# Assignment 4: CNN

## Description

Implement a Convolutional Neural Network (CNN) classifier to predict whether a given icon image is the real / fake. Where the fake images were generated by TAs with a neural network.

- You are not required to use Colab in this assignment, but you have to **submit your source code**.

## Dataset

- https://lab.djosix.com/icons.zip
- 64x64 RGB jpg images


```
real/           (10000 images)
    0000.jpg
    0001.jpg
    ...
    9999.jpg
fake/           (10000 images)
    0000.jpg
    0001.jpg
    ...
    9999.jpg
unknown/        (5350 images, testing set)
    0000.jpg
    0001.jpg
    ...
    5349.jpg
```

- Training set
  - 20000 icons in `real/` and `fake/`
  - You should predict 1 for icons in `real/` and 0 for icons in `fake/`
- Testing set:
  - 5350 icons in `unknown/`
  - Your score depends on the **accuracy** on this testing set,  
    so the prediction of each icon in `unknown/` should be submitted (totally 5350 predictions, see below).


## Submission

Please upload **2 files** to E3. (`XXXXXXX` is your student ID)

1. **`XXXXXXX_4_result.json`**  
  This file contains your model prediction for the testing set.  
  You must generate this file with the function called `save_predictions()`.
2. **`XXXXXXX_4_source.zip`**  
  Zip your source code into this archive.


## Hints

- **Deep Learning Libraries**: You can use any deep learning frameworks (PyTorch, TensorFlow, ...).
- **How to implement**: There are many CNN examples for beginners on the internet, e.g. official websites of the above libraries, play with them and their model architectures to abtain high accuracy on testing set.
- **GPU/TPU**: Colab provides free TPU/GPU for training speedup, please refer to [this page in `pytut.pdf` on E3](https://i.imgur.com/VsrUh7I.png).


### Include this in your code to generate result file

In [1]:
import json

def save_predictions(student_id, predictions):
  # Please use this function to generate 'XXXXXXX_4_result.json'
  # `predictions` is a list of int (0 or 1; fake=0 and real=1)
  # For example, `predictions[0]` is the prediction given "unknown/0000.jpg".
  # it will be 1 if your model think it is real, else 0 (fake).

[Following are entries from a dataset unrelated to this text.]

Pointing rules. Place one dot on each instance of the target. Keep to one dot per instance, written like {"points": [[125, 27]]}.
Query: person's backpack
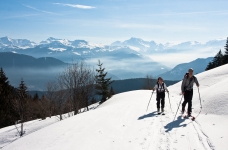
{"points": [[162, 87], [187, 75]]}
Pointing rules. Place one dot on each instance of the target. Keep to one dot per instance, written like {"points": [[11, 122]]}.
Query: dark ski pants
{"points": [[161, 99], [187, 99]]}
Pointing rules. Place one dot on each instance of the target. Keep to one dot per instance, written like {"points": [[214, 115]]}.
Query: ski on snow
{"points": [[189, 117]]}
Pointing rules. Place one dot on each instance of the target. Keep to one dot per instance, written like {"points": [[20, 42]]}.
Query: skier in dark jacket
{"points": [[160, 87], [187, 90]]}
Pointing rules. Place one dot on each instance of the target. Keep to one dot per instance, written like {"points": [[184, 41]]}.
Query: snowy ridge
{"points": [[123, 123]]}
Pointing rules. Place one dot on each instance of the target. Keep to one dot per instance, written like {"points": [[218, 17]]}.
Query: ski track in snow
{"points": [[122, 122], [152, 131]]}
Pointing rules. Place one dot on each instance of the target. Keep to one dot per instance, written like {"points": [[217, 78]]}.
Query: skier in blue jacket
{"points": [[187, 90]]}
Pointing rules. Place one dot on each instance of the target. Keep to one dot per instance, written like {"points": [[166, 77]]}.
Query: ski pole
{"points": [[178, 108], [170, 103], [149, 101], [199, 98]]}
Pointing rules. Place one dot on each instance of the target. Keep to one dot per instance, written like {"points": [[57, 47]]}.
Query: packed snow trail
{"points": [[119, 124], [122, 122]]}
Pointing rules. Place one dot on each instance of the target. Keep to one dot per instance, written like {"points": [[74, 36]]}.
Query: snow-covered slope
{"points": [[123, 123]]}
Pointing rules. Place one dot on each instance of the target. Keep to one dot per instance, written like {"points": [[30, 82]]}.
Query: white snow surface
{"points": [[122, 122]]}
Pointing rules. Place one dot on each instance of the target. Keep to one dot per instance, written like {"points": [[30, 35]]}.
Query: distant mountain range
{"points": [[127, 59], [177, 73]]}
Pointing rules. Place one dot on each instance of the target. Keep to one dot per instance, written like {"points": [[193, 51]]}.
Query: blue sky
{"points": [[105, 21]]}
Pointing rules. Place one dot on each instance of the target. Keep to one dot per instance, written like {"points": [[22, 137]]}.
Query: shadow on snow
{"points": [[148, 115], [175, 124]]}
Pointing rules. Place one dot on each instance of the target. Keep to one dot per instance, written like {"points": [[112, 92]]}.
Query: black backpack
{"points": [[163, 87], [187, 75]]}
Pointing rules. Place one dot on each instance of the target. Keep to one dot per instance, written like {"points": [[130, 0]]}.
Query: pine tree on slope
{"points": [[225, 57], [102, 83]]}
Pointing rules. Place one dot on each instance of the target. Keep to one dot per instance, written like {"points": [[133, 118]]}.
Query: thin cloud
{"points": [[75, 6], [48, 12], [192, 13], [19, 16]]}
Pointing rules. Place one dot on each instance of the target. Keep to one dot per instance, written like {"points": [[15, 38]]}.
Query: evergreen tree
{"points": [[36, 97], [102, 83], [216, 62], [218, 59], [225, 57], [209, 66], [111, 92], [22, 104], [7, 114]]}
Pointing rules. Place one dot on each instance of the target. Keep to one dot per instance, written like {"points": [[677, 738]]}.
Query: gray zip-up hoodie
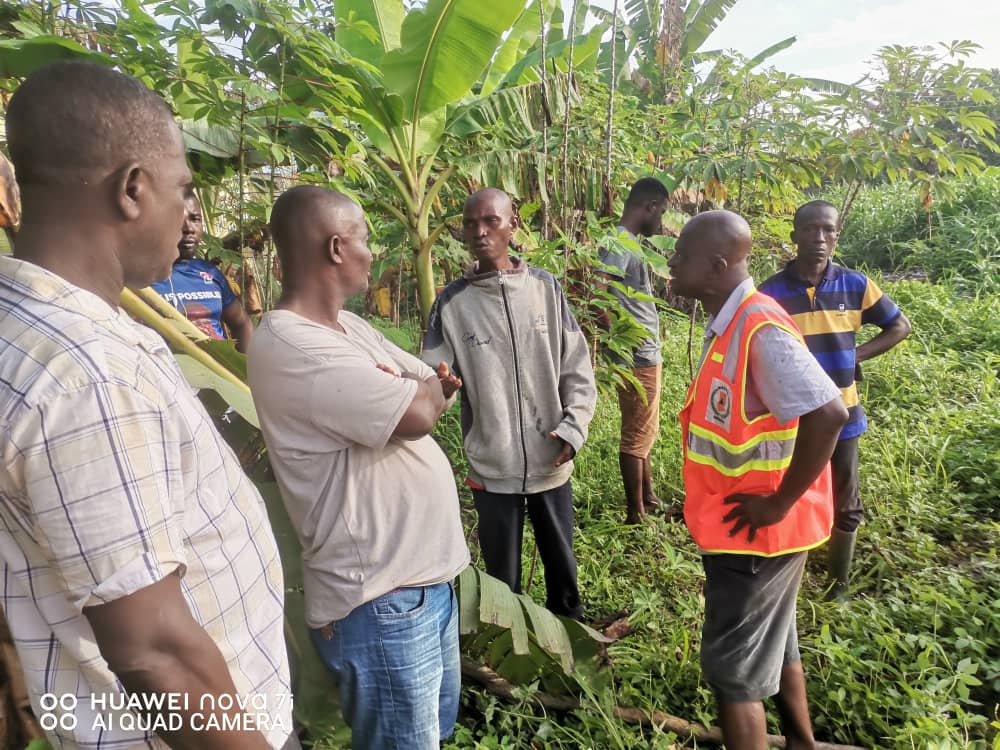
{"points": [[525, 372]]}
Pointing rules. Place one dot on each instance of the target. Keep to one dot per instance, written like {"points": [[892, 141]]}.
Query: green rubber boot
{"points": [[841, 553]]}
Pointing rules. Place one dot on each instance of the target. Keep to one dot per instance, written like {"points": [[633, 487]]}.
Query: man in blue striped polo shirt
{"points": [[830, 303]]}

  assert isinstance(student_id, str)
  assert isinstance(predictions, list)
  assert len(predictions) == 5350

  for y in predictions:
    assert y in (0, 1)

  with open('{}_4_result.json'.format(student_id), 'w') as f:
    json.dump(predictions, f)


In [2]:
import requests 
import zipfile
import os

def download_url(url, save_path, chunk_size=128):
    r = requests.get(url, stream=True)
    with open(save_path, 'wb') as fd:
        for chunk in r.iter_content(chunk_size=chunk_size):
            fd.write(chunk)
    
    with zipfile.ZipFile("icons.zip","r") as zip_ref:
      zip_ref.extractall("icons")

download_url("https://lab.djosix.com/icons.zip", "icons.zip")

In [3]:
import numpy as np
import pandas as pd
import keras
from keras.utils import np_utils

In [4]:
import numpy as np
import PIL
import glob, os

os.chdir("/content/icons/fake")
X_tr = []
Y_tr = []
for file in glob.glob("*.jpg"):
#  print(file)
  X_train_jpg = PIL.Image.open(file)
  X_train_seq = X_train_jpg.getdata()
  X_tr.append(np.reshape(np.array(X_train_seq),(64,64,3)))
  Y_tr.append(0)
# print(X_tr)
os.chdir("/content/icons/real")
for file in glob.glob("*.jpg"):
#  print(file)
  X_train_jpg = PIL.Image.open(file)
  X_train_seq = X_train_jpg.getdata()
  X_tr.append(np.reshape(np.array(X_train_seq),(64,64,3)))
  Y_tr.append(1)

In [5]:
X_data = np.array(X_tr)
Y_data = np.array(Y_tr)
X_data = X_data / 255

In [6]:
# print(X_data.shape)
# print(Y_data.shape)
# print(X_data[50])


In [7]:
from google.colab import drive
drive.mount('/content/drive')

Mounted at /content/drive


In [8]:
from keras.models import Sequential
from keras.layers import Dense,Dropout,Flatten,Conv2D,MaxPooling2D
from keras import layers
import numpy as np
from keras.layers.normalization import BatchNormalization
from keras.layers import GlobalAveragePooling2D,AveragePooling2D

model = Sequential()

model.add(Conv2D(filters=32,
        kernel_size=(5,5),
        padding='same',
        input_shape=(64,64,3),
        activation='relu'))

model.add(BatchNormalization())

model.add(Conv2D(filters=64,
        kernel_size=(5,5),
        padding='same',
        activation='relu'))
model.add(BatchNormalization())

# model.add(Dropout(0.25))
model.add(GlobalAveragePooling2D())
model.add(Flatten())
model.add(Dense(256, activation='relu'))
# model.add(Dropout(0.5))
model.add(Dense(2, activation='softmax'))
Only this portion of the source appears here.